You take a quick shower before floating. Then you get in. I didn’t know what to expect. It’s warm, verging on hot in the float room. I carefully sit in the oversized tub that you float in. The lady who worked there had told me you’d float instantly. When I sat down I hit the bottom. Instantly I was like oh shit I’m not going to float. The whole time you are with yourself. I can’t explain enough how different it is to just be with yourself and your thoughts. As soon as I lay back I’m floating. That 5 seconds of will I actually float is over. Now I’m trying to understand the environment.

Where are the buttons she told me about that control the lights and the music. I kill the lights. Instead of a light blue faint light it’s completely dark. I love it. I listen to the music for a few minutes I’m trying to just find the most comfortable space for me. Maybe it’s this music maybe it’s not. I put my arms above my head, below my head. I’m thinking about the random stuff in life. Do I want to podcast? Do I want to keep blogging? How will the Wolves be this year? Do the Twins flip guys at the deadline? Do I like my arms by my side more than above my head? Wow my ankle is typically sore from a bad sprain years ago and it feels different. It doesn’t feel good but it’s like when people say they can tell it’s going to rain that feeling i your bones. Slowly I flex my ankle to feel everything in it. I’m trying to find the bounds of the tub. Can I float side to side and top to bottom? Where can or should I position my leg to maximize the feeling in my ankle? The Twins really should unload four or more guys. I mean they aren’t going to the playoffs so why not get something for the impending free agents? My right shoulder blade almost always has a knot in it. I’m thinking about that and the feeling in my ankle. I’m trying to focus on the not relaxing and as if on command it starts too. Then I’m wondering if it was just happening and I felt it then intuitively thought about it and created some sort of internal feedback loop. I can’t believe the Wolves hired Thibs and now I can’t believe we haven’t fired him. Thoughts slide out and I focus more on my body. I can feel that shoulder gently relaxing. My neck feels good. I am just enjoying the way the water makes your skin feel so smooth.

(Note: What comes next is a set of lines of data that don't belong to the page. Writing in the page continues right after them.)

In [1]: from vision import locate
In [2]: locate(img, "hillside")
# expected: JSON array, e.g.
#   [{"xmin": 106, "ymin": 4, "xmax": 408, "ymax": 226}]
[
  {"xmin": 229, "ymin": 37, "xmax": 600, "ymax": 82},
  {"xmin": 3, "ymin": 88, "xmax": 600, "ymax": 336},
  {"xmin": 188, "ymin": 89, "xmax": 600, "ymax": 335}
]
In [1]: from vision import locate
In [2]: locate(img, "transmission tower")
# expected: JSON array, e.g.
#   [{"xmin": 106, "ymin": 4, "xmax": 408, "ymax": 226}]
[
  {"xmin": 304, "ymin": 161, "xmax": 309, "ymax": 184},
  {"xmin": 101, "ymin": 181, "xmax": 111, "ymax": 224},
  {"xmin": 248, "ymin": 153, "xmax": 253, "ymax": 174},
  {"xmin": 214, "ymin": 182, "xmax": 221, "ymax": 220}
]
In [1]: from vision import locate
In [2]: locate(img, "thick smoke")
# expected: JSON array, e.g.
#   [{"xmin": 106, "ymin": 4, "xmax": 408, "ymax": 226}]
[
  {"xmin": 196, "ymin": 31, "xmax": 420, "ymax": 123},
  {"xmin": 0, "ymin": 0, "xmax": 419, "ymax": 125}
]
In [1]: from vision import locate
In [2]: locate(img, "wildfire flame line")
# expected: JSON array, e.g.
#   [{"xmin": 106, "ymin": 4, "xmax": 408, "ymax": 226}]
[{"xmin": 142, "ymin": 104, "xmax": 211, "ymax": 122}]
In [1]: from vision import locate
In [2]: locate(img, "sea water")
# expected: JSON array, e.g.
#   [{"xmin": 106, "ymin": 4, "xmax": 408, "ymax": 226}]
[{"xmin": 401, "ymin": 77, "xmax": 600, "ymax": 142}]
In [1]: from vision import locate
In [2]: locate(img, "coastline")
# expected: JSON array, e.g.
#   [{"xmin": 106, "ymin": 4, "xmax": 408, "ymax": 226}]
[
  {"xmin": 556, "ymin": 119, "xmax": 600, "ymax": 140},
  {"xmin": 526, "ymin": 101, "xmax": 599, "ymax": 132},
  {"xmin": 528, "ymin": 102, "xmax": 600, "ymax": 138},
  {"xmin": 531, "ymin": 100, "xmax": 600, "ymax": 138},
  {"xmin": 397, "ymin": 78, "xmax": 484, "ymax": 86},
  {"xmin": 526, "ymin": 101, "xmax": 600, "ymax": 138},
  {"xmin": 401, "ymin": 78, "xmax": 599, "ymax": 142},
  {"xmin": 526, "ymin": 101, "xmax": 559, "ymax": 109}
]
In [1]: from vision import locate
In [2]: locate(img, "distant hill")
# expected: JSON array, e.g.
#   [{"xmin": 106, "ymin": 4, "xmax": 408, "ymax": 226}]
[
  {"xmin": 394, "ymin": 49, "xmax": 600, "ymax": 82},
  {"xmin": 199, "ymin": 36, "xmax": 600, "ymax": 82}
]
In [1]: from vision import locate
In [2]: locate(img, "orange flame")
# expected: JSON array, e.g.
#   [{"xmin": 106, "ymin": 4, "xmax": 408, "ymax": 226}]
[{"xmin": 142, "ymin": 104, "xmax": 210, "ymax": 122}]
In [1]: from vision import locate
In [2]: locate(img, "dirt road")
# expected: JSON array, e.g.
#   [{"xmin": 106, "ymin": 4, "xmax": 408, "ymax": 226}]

Instead of random thoughts about sports or politics I feel like I am choosing what’s next on tap. Floating side to side. Oh snap I sneeze. In the process I’m trying not to get any salt water in my mouth/nose. Success. I lay back in the tub. I like my damn lips. Horrible. I can’t explain how horrible it was to lick my lips. I’m back to floating and enjoying the weightlessness. Feeling my back, my neck, my legs, my arms and just every part of my body. My elbows seem to float hoveringly above the rest of my body. Like my elbows are hollow or styrofoam.

I start to feel warm and wonder if my time is up or nearing completion. Almost as soon as this thought creeps in the intercom cuts in and the women from the front desk tells me it’s time to shower. I get out shower and get dressed. The shower was amazing. Just more cleansing than most.

Overall I enjoyed it. I found it easier to focus. To be clear minded. Relaxed. It was good. I book another. More to come.